March 27, 2010

Entertainment in a foreign country

I decided now was the time to step back from all the travel updates and give everyone a picture of our lifestyle in Munich from a technology standpoint.

The first thing I'll just go right ahead and say: we don't have a TV. Granted, Greg and I didn't watch that much TV in the States either. Now, we have to use our laptops as TVs when we want to watch something. But the US television companies added another hurdle: a lot of them don't allow people overseas to watch shows online on ABC, NBC, certain videos on YouTube (shame on you, Sony). Hulu doesn't work overseas either.

Greg subscribes to the nightly news on iTunes, we borrow DVDs from the school's library, and sometimes we go see English movies at the cinema months after they've been released in the States. But other than that, we're really out of touch with American TV right now. Thank god, Facebook, Skype and Google work overseas!

Speaking of Google, when it's feeling cranky or mischevious (not every day), Google will switch me to its German sites.
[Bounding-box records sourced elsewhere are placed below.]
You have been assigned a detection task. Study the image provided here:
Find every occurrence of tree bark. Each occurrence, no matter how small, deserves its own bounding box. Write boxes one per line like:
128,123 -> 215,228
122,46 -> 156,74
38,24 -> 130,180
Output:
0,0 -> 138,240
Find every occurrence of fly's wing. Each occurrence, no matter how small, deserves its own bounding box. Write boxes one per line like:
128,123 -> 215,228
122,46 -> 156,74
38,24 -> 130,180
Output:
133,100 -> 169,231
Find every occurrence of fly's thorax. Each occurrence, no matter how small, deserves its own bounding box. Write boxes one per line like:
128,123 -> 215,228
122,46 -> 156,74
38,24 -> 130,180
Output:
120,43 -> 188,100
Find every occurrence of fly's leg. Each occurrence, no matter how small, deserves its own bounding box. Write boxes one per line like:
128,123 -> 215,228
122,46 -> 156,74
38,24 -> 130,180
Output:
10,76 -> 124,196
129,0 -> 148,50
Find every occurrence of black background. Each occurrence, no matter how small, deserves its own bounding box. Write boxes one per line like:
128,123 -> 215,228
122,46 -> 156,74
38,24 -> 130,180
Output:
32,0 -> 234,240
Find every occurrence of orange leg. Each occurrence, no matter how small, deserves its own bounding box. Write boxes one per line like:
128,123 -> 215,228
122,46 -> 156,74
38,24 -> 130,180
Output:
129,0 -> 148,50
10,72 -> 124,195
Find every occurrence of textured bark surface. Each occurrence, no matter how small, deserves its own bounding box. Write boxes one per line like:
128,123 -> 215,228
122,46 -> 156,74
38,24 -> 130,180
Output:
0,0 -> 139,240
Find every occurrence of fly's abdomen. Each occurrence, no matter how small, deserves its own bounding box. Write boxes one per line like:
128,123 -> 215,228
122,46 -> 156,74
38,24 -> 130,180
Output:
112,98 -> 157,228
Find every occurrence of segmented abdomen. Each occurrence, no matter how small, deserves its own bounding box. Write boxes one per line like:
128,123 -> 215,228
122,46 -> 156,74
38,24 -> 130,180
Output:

For as much as Google knows about my personal life, it doesn't seem to get it that I rely on the Google Translate toolbar to automatically translate German websites as if my life depended on it.

One moment I'll be happily searching on Google in English and the next moment, I'll be having a serious, swear-word-filled conversation with Google about how to find the link that will let me get directions to where I want to go. Google is not always on my good side, to put it simply. I won't even go into what happens when I try spell-checking an English e-mail while on German gmail.

Lastly, I have no clue how I've survived this long without Yelp. There's an expat forum called Toytown, which has been very helpful, but Yelp is in a league of its own.

So the moral of this blog post for those in the US, please enjoy all the entertainment options and social media stuff that us poor people abroad have to do without!